К нему подходили с вопросами о штанах полуумирающие и, не получив ответа, отходили. Потому что леденело-невиданная ясность светилась в его глазах. Но они отходили не от ясности, а оттого, что принимали ее за удар топора, произошедший где-то рядом, в другой палате. И то это были самые чувствительные.

Всюду, куда он приходил, получались истории.

На его глазах на следующее утро привезли мужика, наполовину раздавленного, и положили в ванну так, что была видна одна голова. Да туловища, по существу, и не было. Старик больной, непохожий на всех остальных, вздрогнул и перекрестился, увидев раздавленного.

— Что? Боишься, старик?! — проговорила голова. — А вот я не боюсь! — И сверкнули угрожающе черные глаза.

Немного спустя «он» — с головою, без туловища, — как полагается, умер.

Но Виталия уже не умиляли эти картины. Стал ли он видеть затылком или у него появился высший, верхний лик?! Или просто он был в пути, застревая в черном?! Как мумия, скрестив руки, точно открывая умерших богов, бродил он среди больных, пронзая самого себя своим отсутствием. Иногда щупал появляющиеся в сознании — как облака, как предтечи — миры.

…После многих смертей еще спокойней стало в коридорах. Впрочем, всем было до деревяшки. По-своему не замечал Виталий и юркого, единственного крикливого больного, рассказывающего всем, как он пять раз за последний год попадал под поезд.

— Как только сяду в электричку, так обязательно попадусь. Места на мне живого нет!! — покрикивал он перед сонной и одуревшей от полусекса сестрой, которая любила пить касторку.

Последний раз его так перемололо, что уж было забросили в морозильную машину для мертвых, но кто-то пронюхал, что он полужив.

Носильщик тогда обратился к остолбенелому на своем месте медвежье-огромному милиционеру:

— Вызови «скорую».

— Гу-гу, — ответил милиционер.

— А если тебя так? — скорчился носильщик.

Мяукнув, милиционер скрылся… А поломанный, как только открыл глаза, очнувшись, тут же схватился кровавой рукой за член: жив ли?!

— Вам подарочек, сестренка! — лихо выкрикивал теперь этот больной, распахивая перед няней халат. — Мотоцикл купить не могу, а вот это пожалуйста!!

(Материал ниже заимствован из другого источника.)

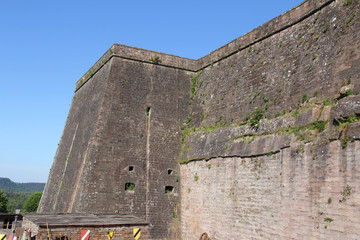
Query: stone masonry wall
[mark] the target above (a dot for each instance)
(266, 131)
(111, 158)
(269, 148)
(72, 233)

Няни прогоняли его тряпками. Впрочем, все было чисто. Кто-то играл в домино, постукивая костылями по стулу. Кто-то входил, кто-то уходил, кто-то сталкивался лбом с соседом. Мяукала под кроватью кем-то принесенная кошка.

«О мое море, мое великое море!» — думал Виталий, проходя мимо них.

Ему не хотелось даже щекотать врачей или стулья. Все исчезло, все уходило в туман. «Как отразился во мне тот неподвижный свет без источника, что я видел? — останавливал он мысль. — Неужели и во мне он, уже другой, все равно незрим для моего глаза?!»

Он слышал колокол в своем уме. Этот звук гасил все прежнее, и он чувствовал, как в поле души его появляется и дышит под тьмой что-то живое и невиданное, до ужаса ощутимое, которое может проявиться для его сознания.

Но и непроявленное, оно было выше, чудовищней и безмернее, чем весь свет мира сего.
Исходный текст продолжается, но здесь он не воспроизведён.